- Born: 16 February 1856 Constantinople
- Died: 29 December 1951 (aged 95) Sevenoaks, Kent, UK
- Scientific career
- Fields: Botany
- Author abbrev. (botany): G.P.Baker

= George Percival Baker =

Botanist (1856–1951)

George Percival Baker (1856–1951) was a textile merchant and manufacturer, collector of fabrics from India and Persia, amateur botanist, mountaineer, oarsman, and amateur photographer.

==Biography==
George Percival Baker's father George Baker in 1848 designed and supervised the creation of the garden at the British Embassy at Constantinople and, after completing the work, in Constantinople went into the trading business, including the export of Turkish carpets. After education at a Franciscan monastery school and then at a British school in Pera, G. P. Baker and his brother Harry were sent to England and continued their education at a private school in Knights Hill, Norwood. About five later, G. P. Baker returned to Constantinople in 1871 and went into the family business. In 1874 G. P. Baker left Constantinople to work in England for the family business. In 1884, when he was 28 years old, he married Mary Emily "Minnie" Davis. With capital from their father, he and his brother James founded in 1884 the firm G P & J Baker and purchased in 1893 the long-established printing firm of Swaisland located in Crayford, Kent. G. P. Baker was an important collector of early Oriental fabrics and a leading expert on calico painting and printing in the East Indies.

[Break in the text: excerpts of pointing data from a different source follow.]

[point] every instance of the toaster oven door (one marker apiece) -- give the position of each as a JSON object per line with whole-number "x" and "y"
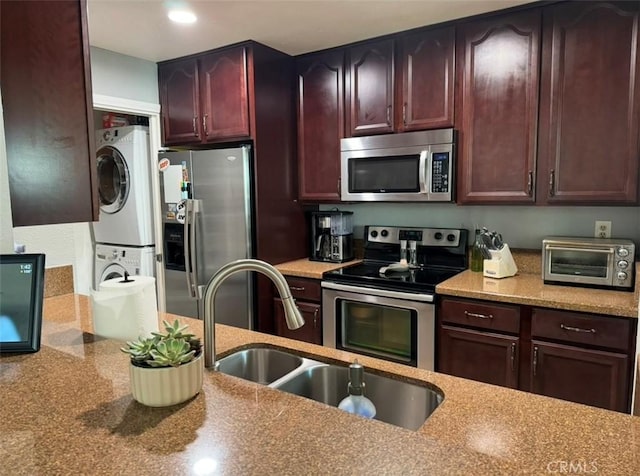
{"x": 592, "y": 266}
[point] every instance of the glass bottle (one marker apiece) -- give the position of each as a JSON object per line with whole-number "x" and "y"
{"x": 477, "y": 258}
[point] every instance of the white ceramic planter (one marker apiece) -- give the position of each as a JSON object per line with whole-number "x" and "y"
{"x": 162, "y": 387}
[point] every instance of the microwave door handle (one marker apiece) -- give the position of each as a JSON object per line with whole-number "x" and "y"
{"x": 608, "y": 251}
{"x": 422, "y": 172}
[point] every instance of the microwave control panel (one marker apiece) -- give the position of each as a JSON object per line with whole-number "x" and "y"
{"x": 440, "y": 172}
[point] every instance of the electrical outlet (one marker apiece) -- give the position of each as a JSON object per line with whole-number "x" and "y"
{"x": 603, "y": 229}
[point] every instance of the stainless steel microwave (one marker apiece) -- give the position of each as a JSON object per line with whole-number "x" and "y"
{"x": 406, "y": 167}
{"x": 593, "y": 262}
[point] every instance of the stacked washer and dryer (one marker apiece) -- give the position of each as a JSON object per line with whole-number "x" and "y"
{"x": 124, "y": 233}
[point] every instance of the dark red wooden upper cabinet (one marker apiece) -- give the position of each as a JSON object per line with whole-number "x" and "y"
{"x": 224, "y": 94}
{"x": 180, "y": 102}
{"x": 427, "y": 61}
{"x": 48, "y": 112}
{"x": 320, "y": 125}
{"x": 590, "y": 103}
{"x": 371, "y": 88}
{"x": 497, "y": 108}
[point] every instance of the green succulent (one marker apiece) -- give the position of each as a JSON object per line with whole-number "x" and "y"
{"x": 169, "y": 349}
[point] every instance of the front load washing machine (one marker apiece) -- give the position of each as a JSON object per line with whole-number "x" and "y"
{"x": 112, "y": 261}
{"x": 124, "y": 186}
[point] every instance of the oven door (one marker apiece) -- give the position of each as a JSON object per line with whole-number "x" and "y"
{"x": 385, "y": 324}
{"x": 574, "y": 264}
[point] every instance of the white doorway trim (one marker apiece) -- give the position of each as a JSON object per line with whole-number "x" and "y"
{"x": 152, "y": 110}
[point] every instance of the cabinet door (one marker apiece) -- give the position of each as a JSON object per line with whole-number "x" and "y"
{"x": 320, "y": 125}
{"x": 482, "y": 356}
{"x": 579, "y": 375}
{"x": 371, "y": 88}
{"x": 224, "y": 95}
{"x": 48, "y": 118}
{"x": 590, "y": 103}
{"x": 179, "y": 102}
{"x": 427, "y": 79}
{"x": 311, "y": 331}
{"x": 498, "y": 69}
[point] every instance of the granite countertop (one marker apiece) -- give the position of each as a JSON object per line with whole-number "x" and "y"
{"x": 68, "y": 410}
{"x": 305, "y": 268}
{"x": 528, "y": 288}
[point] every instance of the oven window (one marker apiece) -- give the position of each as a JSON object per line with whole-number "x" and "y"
{"x": 393, "y": 174}
{"x": 579, "y": 263}
{"x": 377, "y": 330}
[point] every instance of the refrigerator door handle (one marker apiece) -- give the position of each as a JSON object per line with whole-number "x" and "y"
{"x": 192, "y": 208}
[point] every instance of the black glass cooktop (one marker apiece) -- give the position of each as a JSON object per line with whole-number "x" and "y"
{"x": 368, "y": 274}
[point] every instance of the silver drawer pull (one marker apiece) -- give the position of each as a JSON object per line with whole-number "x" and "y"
{"x": 480, "y": 316}
{"x": 577, "y": 329}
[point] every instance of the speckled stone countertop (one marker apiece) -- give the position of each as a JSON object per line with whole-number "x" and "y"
{"x": 68, "y": 410}
{"x": 305, "y": 268}
{"x": 527, "y": 288}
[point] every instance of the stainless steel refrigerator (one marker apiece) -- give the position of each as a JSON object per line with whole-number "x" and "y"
{"x": 206, "y": 199}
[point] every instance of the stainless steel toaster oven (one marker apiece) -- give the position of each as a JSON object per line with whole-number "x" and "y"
{"x": 592, "y": 262}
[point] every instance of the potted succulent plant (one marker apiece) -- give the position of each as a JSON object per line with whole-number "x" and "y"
{"x": 166, "y": 368}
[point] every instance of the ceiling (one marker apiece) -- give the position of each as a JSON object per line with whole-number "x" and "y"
{"x": 140, "y": 28}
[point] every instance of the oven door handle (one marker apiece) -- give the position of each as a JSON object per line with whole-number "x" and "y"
{"x": 422, "y": 172}
{"x": 420, "y": 297}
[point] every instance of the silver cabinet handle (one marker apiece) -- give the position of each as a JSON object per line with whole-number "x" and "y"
{"x": 479, "y": 316}
{"x": 577, "y": 329}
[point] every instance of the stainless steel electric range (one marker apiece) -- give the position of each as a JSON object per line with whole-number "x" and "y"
{"x": 384, "y": 307}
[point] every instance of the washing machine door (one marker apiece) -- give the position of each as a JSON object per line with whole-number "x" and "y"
{"x": 112, "y": 271}
{"x": 113, "y": 179}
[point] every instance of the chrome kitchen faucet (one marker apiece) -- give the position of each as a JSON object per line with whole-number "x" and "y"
{"x": 291, "y": 313}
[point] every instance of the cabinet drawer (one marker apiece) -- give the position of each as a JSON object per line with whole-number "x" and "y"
{"x": 602, "y": 331}
{"x": 497, "y": 317}
{"x": 305, "y": 289}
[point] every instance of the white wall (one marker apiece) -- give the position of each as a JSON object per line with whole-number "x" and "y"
{"x": 113, "y": 75}
{"x": 6, "y": 221}
{"x": 521, "y": 226}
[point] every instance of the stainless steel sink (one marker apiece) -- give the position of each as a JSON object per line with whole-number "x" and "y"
{"x": 263, "y": 365}
{"x": 397, "y": 402}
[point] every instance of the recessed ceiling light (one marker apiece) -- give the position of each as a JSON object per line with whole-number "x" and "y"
{"x": 182, "y": 16}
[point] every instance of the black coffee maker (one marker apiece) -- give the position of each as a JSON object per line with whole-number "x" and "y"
{"x": 331, "y": 236}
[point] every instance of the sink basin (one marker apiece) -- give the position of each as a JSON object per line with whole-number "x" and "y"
{"x": 397, "y": 402}
{"x": 260, "y": 364}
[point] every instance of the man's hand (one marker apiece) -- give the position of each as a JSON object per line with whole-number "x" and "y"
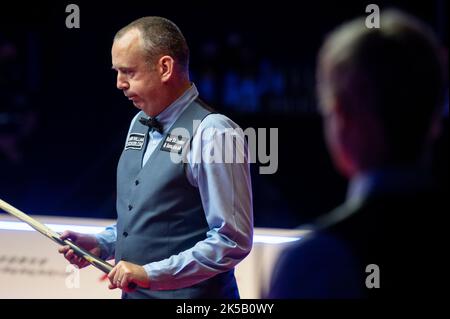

As a mountaineer, G. P. Baker is most famous as one of a party of four who in August 1882 opened a new route on the east ridge of Dent Blanche.

After thirty years of strenuous and distinguished mountaineering and exploration, as described in his mountaineering obituary, George Percival Baker gave up serious climbing in 1911 and thereafter devoted himself to plant hunting in a number of European countries, including the Caucasus, with his life-long friend George Yeld, three visits to Crete, Morocco, the High Atlas, Corsica, Greece, Asia Minor, the Lebanon and Palestine, the Riff Mountains of French Morocco, the Pyrenees and Switzerland, and from each he brought back treasures to beautify his garden as well as to benefit horticulture generally.

In 1929 G. P. Baker and Marco Bonakis were pioneers in the use of seaplanes to transport plants. In 1933 G. P. Baker was awarded the Victoria Medal of Honour of the Royal Horticultural Society.

G. P. and Minnie Baker had five sons and two daughters. Three of the sons died in WW I.

(Araliaceae) Bakeria Seem. is named in honour of the botanist J. G. Baker of Thirsk. The plant genus Bakeria now contains no taxonomically accepted names.